Patel, 28, of Westland, Mich., pleaded guilty today to one count of conspiracy to commit health care fraud before U.S. District Judge Gerald E. Rosen of the Eastern District of Michigan.
According to court documents, Patel was paid beginning in June 2009 to falsify medical documentation for Physicians Choice Home Health Care LLC, a home health agency owned by his alleged co-conspirators. Patel, a physical therapy assistant, pleaded guilty to creating evaluations, therapy revisit notes and other medical documentation memorializing purported physical therapy for patients he did not see or treat.
According to court documents, an alleged co-conspirator instructed Patel on how to falsify medical documentation. Patel also signed therapy revisit notes as a physical therapy assistant for patients he did not see or treat. Patel admitted to knowing that the documents he falsified and the documents he signed would be used to support false claims to Medicare for home health services.
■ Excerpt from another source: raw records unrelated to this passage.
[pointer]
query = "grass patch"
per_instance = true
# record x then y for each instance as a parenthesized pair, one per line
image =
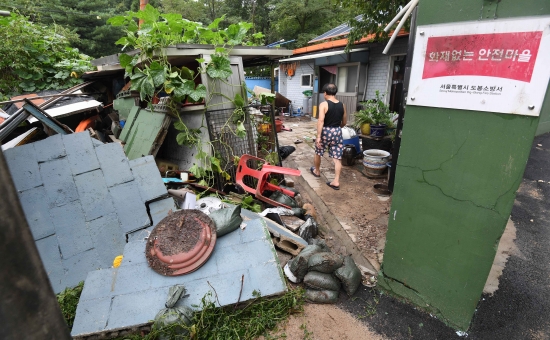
(250, 321)
(68, 300)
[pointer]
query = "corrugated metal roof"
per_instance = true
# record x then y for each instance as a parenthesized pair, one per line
(337, 31)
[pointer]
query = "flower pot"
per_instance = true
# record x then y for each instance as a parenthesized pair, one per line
(365, 129)
(378, 130)
(375, 161)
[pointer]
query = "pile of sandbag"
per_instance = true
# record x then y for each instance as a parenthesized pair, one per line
(323, 273)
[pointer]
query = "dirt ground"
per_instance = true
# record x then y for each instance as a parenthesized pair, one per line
(324, 322)
(364, 216)
(362, 213)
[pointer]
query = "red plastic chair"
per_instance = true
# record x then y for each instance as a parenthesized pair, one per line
(262, 177)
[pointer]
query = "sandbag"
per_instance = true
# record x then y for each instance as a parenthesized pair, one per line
(325, 262)
(174, 315)
(321, 243)
(298, 212)
(299, 265)
(278, 196)
(350, 275)
(321, 296)
(308, 229)
(226, 220)
(321, 281)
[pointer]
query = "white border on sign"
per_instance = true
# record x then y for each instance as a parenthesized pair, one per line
(519, 97)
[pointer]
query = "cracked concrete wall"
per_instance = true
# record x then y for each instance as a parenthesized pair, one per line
(457, 175)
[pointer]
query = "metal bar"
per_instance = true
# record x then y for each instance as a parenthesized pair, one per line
(401, 115)
(42, 116)
(275, 137)
(21, 115)
(49, 96)
(28, 306)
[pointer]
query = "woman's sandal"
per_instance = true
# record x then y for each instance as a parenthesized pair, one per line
(312, 172)
(333, 186)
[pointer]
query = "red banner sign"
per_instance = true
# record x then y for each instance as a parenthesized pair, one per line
(501, 55)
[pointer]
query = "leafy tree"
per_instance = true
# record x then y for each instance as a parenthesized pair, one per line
(254, 11)
(88, 19)
(189, 9)
(37, 57)
(376, 15)
(303, 20)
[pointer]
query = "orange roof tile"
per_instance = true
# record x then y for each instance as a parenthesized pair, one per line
(339, 43)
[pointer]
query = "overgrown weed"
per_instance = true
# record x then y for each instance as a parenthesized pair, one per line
(68, 300)
(258, 317)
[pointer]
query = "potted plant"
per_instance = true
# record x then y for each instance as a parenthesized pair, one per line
(362, 121)
(380, 114)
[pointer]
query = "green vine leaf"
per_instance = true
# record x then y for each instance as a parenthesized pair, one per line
(237, 32)
(240, 131)
(219, 67)
(178, 125)
(118, 20)
(182, 89)
(174, 21)
(202, 155)
(267, 98)
(215, 164)
(125, 60)
(149, 15)
(225, 175)
(144, 84)
(216, 23)
(186, 73)
(157, 73)
(238, 100)
(198, 94)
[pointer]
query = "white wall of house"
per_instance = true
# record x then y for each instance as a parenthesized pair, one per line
(292, 88)
(379, 67)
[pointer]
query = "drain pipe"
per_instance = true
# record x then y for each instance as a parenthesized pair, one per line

According to Patel’s plea agreement, he was subsequently paid to create and sign falsified medical documentation for First Care Home Health Care LLC, Quantum Home Care Inc. and Moonlite Home Care Inc., which were Detroit-area home health care companies also owned by alleged co-conspirators that billed Medicare.
From approximately June 2009 through September 2011, Medicare paid approximately $1,324,015 to Physicians Choice and Quantum for fraudulent physical therapy claims based on falsified files and notes signed by Patel.
At sentencing, scheduled for March 25, 2013, Patel faces a maximum penalty of 10 years in prison and a $250,000 fine.
Ten of Patel’s co-defendants have pleaded guilty, and one has been sentenced. Three co-defendants are fugitives, and five co-defendants await trial.
This case is being prosecuted by Trial Attorney Catherine K. Dick of the Criminal Division’s Fraud Section. It was investigated by the FBI and HHS-OIG, and was brought as part of the Medicare Fraud Strike Force, supervised by the Criminal Division’s Fraud Section and the U.S. Attorney’s Office for the Eastern District of Michigan.
Since its inception in March 2007, the Medicare Fraud Strike Force, now operating in nine cities across the country, has charged more than 1,480 defendants who have collectively billed the Medicare program for more than $4.8 billion. In addition, HHS’s Centers for Medicare and Medicaid Services, working in conjunction with HHS-OIG, is taking steps to increase accountability and decrease the presence of fraudulent providers.